Do you still have any of them? Send them my way. I want to see just what kind of contemptible POS I am making a bet with here.


----------



## Andre

*Re: WOULD RACHEL RILEY CONSIDER DATING AN ENTIRE FITBA THREAD? WOULD YOU RACHEL? #♥ra*

If Joel loses his modship then I'm the obvious successor...although having said that I'd probably ban everyone from this thread bar ten or so users, so probably not the best idea :hmm:


----------



## Brickhouse

*Re: WOULD RACHEL RILEY CONSIDER DATING AN ENTIRE FITBA THREAD? WOULD YOU RACHEL? #♥ra*



GOD of CUNT said:


> The thing about his mod status shouldn't really be a permanent thing (partly because there's no way I'm rocking a Cashley avatar indefinitely if he wins).

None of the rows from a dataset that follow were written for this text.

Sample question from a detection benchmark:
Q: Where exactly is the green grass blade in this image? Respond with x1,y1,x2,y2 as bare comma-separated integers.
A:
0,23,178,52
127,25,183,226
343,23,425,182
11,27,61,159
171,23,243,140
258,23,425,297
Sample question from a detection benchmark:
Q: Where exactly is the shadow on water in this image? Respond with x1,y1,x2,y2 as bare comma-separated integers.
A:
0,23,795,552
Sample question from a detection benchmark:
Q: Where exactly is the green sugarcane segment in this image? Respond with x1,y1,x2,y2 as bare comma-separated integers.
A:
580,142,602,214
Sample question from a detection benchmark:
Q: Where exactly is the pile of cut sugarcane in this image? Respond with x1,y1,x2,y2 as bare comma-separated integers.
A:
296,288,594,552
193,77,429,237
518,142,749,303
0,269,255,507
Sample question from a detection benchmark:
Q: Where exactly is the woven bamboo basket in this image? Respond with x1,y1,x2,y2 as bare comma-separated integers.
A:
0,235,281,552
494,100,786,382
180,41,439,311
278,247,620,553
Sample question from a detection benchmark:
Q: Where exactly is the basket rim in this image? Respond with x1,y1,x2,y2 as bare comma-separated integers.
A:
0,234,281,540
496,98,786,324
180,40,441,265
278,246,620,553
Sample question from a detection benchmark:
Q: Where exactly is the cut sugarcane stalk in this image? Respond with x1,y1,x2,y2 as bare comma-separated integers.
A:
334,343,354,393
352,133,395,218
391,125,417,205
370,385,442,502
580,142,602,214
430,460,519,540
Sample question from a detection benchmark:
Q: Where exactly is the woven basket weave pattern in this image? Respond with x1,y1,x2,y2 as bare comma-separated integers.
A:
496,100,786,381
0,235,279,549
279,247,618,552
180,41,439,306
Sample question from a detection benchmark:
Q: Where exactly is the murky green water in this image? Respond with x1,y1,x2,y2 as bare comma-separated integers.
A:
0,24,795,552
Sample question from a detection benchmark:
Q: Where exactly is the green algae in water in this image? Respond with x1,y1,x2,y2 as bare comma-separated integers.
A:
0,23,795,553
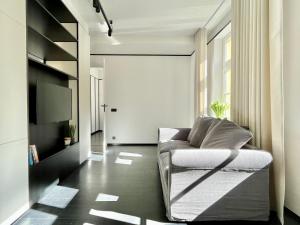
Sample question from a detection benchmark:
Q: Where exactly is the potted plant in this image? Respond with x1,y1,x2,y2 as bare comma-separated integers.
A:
64,124,76,146
210,101,229,119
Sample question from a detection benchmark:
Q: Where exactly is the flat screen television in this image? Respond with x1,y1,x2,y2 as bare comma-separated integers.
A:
36,82,72,124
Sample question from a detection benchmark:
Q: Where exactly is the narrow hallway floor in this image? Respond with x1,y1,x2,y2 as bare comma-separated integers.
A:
16,146,292,225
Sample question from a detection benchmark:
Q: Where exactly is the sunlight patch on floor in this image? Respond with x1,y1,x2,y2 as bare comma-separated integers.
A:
146,220,187,225
14,209,57,225
96,193,119,202
115,157,132,165
90,209,141,225
38,186,78,209
89,153,103,162
119,152,143,158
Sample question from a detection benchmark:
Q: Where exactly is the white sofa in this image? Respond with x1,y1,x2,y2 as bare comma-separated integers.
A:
158,128,272,221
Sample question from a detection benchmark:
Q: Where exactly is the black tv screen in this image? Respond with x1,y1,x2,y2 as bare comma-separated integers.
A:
36,82,72,124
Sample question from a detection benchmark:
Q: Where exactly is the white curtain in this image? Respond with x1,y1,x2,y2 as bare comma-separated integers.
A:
231,0,285,222
194,28,207,117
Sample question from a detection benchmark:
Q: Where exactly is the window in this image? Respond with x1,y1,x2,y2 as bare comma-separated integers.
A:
222,33,231,118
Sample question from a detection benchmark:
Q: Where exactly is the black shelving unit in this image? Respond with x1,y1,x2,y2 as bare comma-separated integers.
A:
37,0,77,23
27,0,77,42
28,56,78,80
27,0,80,204
27,26,77,61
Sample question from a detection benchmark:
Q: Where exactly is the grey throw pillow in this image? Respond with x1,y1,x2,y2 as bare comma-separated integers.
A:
187,116,201,141
200,119,253,149
190,117,218,148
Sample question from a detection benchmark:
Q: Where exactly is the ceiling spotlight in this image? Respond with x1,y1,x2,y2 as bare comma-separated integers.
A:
93,0,113,37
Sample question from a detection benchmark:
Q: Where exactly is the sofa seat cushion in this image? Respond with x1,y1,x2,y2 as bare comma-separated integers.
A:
187,116,201,141
200,119,253,149
190,117,220,148
159,152,170,184
158,140,194,153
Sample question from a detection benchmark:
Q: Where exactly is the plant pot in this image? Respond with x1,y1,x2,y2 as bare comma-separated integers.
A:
64,137,72,146
71,137,75,145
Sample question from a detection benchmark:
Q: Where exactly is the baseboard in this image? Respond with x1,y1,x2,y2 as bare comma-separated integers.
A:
1,203,30,225
107,143,157,146
284,207,300,223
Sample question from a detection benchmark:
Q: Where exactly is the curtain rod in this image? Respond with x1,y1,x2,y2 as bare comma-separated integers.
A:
93,0,113,37
207,20,231,45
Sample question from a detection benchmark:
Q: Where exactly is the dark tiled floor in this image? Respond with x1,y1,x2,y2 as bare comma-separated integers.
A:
17,146,300,225
91,132,103,153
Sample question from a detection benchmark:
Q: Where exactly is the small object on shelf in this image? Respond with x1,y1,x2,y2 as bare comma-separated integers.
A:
67,124,76,145
64,137,72,146
29,145,40,164
28,147,34,166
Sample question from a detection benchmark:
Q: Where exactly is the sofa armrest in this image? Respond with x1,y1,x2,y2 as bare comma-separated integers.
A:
170,149,272,171
158,128,191,142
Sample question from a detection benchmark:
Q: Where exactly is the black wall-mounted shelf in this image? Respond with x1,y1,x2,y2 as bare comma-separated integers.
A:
27,27,77,61
37,0,77,23
29,143,80,202
27,0,77,42
28,57,78,80
26,0,80,206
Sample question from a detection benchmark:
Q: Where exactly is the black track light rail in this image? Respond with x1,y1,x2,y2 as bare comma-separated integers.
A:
93,0,113,36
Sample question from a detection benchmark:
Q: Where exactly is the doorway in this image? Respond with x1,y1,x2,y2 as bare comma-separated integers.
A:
90,68,106,154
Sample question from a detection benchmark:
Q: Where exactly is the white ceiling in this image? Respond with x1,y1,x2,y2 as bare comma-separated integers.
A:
72,0,230,54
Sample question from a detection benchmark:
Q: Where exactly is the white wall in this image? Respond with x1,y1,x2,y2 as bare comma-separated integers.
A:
207,38,223,115
93,56,193,143
78,25,91,163
62,0,91,163
283,0,300,216
0,0,29,224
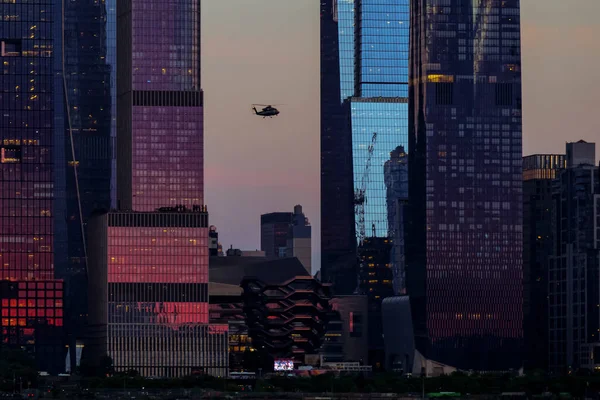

In the case of my proposal, I think indefinite suspension of mod status is fair given that I would be willing to wear the scarlet letter for three whole months. Again, difference in the extremity of confidence between our respective statements is key.

How about it, Joel?


----------



## Curry

*Re: WOULD RACHEL RILEY CONSIDER DATING AN ENTIRE FITBA THREAD? WOULD YOU RACHEL? #♥ra*



Brickhouse said:


> In the case of my proposal, *I think indefinite suspension of mod status is fair* given that I would be willing to wear the scarlet letter for three whole months. Again, difference in the extremity of confidence between our respective statements is key.
> 
> How about it, Joel?


Throw in a name change and you might get closer.


----------



## BkB Hulk

*Re: WOULD RACHEL RILEY CONSIDER DATING AN ENTIRE FITBA THREAD? WOULD YOU RACHEL? #♥ra*

Does this mean this thread is still going to be this bad in six months?


----------



## Brickhouse

*Re: WOULD RACHEL RILEY CONSIDER DATING AN ENTIRE FITBA THREAD? WOULD YOU RACHEL? #♥ra*



Curry said:


> Throw in a name change and you might get closer.


No.


----------



## haribo

*Re: WOULD RACHEL RILEY CONSIDER DATING AN ENTIRE FITBA THREAD? WOULD YOU RACHEL? #♥ra*



ReDREDD said:


> and what are you putting on the line mr brickhouse?





Oliver-94 said:


> his brickhouse.


He already lost that, along with his car, on a bet for the United game. He lost his sense of humour when he bet on Arsenal to win the Carling Cup final against Birmingham and lost his smile when Bradford knocked them out the League Cup last season. All he has left to lose is his virginity. 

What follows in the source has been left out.